All children included in the study had episodes of febrile neutropenia. Seven of the children had positive blood cultures (58.3%). Klebsiella pneumoniae was the most common organism grown, in four patients (~33%), E Coli was grown in two patients during first induction while Acinetobacter species was grown in cultures obtained from one patient. Two patients received a second induction with FLAG Bortezomib, and one of the patients had culture positive sepsis with E coli species grown in the culture. Despite the incidence of sepsis and febrile neutropenia, only three patients required ICU admission during induction.
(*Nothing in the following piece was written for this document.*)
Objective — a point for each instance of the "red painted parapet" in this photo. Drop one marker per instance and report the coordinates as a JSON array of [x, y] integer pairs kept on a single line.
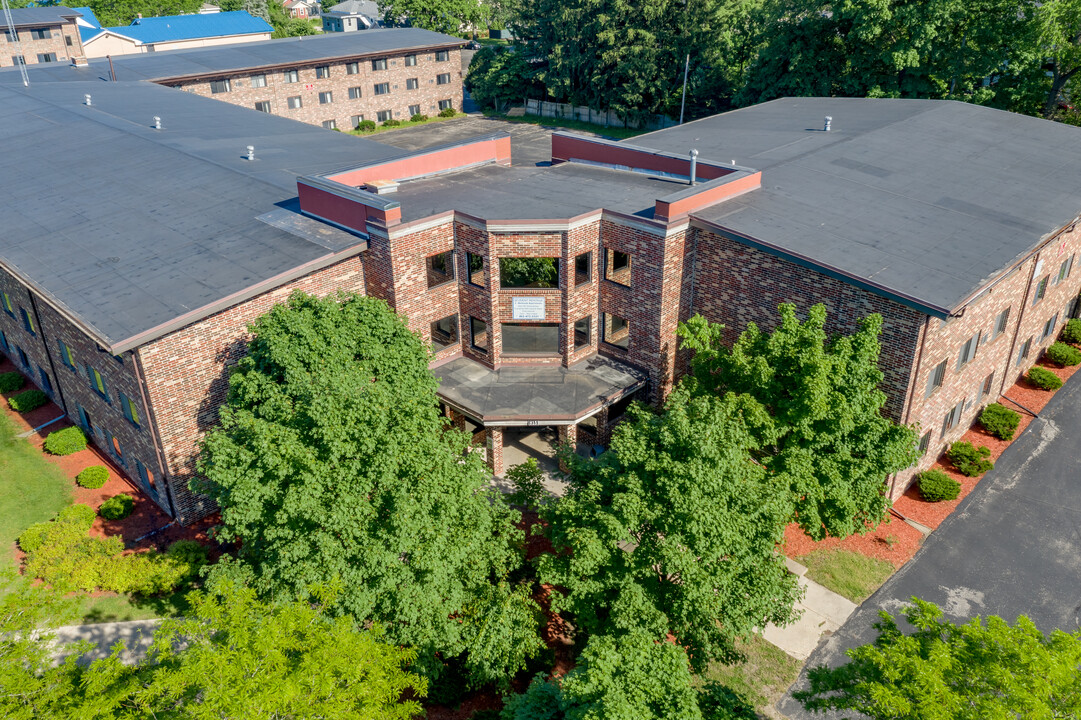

Seven patients (58.3%) had a documented morphological remission after 1 cycle of salvage therapy. Two patients went on to receive a second course of induction regimen, in view of MRD positivity and persistent blasts respectively. The child with persistent disease went on to achieve complete remission, and the MRD positivity was significantly reduced in the second child. Among all patients, six children had achieved complete remission (50%). A total of eight patients (66.6%) went onto to undergo an allogenic HSCT. One patient succumbed to treatment related sepsis during induction with FLAG Bortezomib.
Discussion
Remission induction in the relapsed refractory setting poses several challenges, especially in the face of limited resources. Prolonged hospitalization and the additional costs of antibiotics during the treatment course are factors that have been shown to significantly impact the rates of treatment discontinuation in childhood cancers9. The rationale for use of Bortezomib in combination with chemotherapy for remission induction, was based on the premise that proteosome inhibition by Bortezomib could potentially sensitize the malignant cells to chemotherapy induced apoptosis, by proteosome inhibition10. Pre-clinical studies have shown the efficacy of Bortezomib in combination with chemotherapy in the treatment of childhood leukemia. Horton et al, had reported on the increased efficacy of Bortezomib in combination with chemotherapy, while an overall response rate of upto was demonstrated in the therapeutic advances in leukemia and lymphoma study8,10.Bertainia et al had shown that the addition of Bortezomib to the classical four drug induction therapy was associated with a complete response rate of 72.9% but was associated with the occurrence of neuropathy11. The omission of Vincristine was associated with significantly less neuropathy as demonstrated in an Indian study, which showed response rates of 88% in second remission, with a combination of Bortezomib and reduced dose Cytarabine12. Ravindran et al had studied 12 patients treated with the combination of FLAG and Bortezomib,92% of their patients had attained morphological remission1. While the rates of morphological remission was lower in our population, a significant proportion of our patients went onto receive a successful HSCT, with minimal treatment related mortality in the remission induction phase. In a resource limited setting, an accessible regimen with a favourable toxicity profile, can improve the accessibility of care in this difficult to treat population of patients.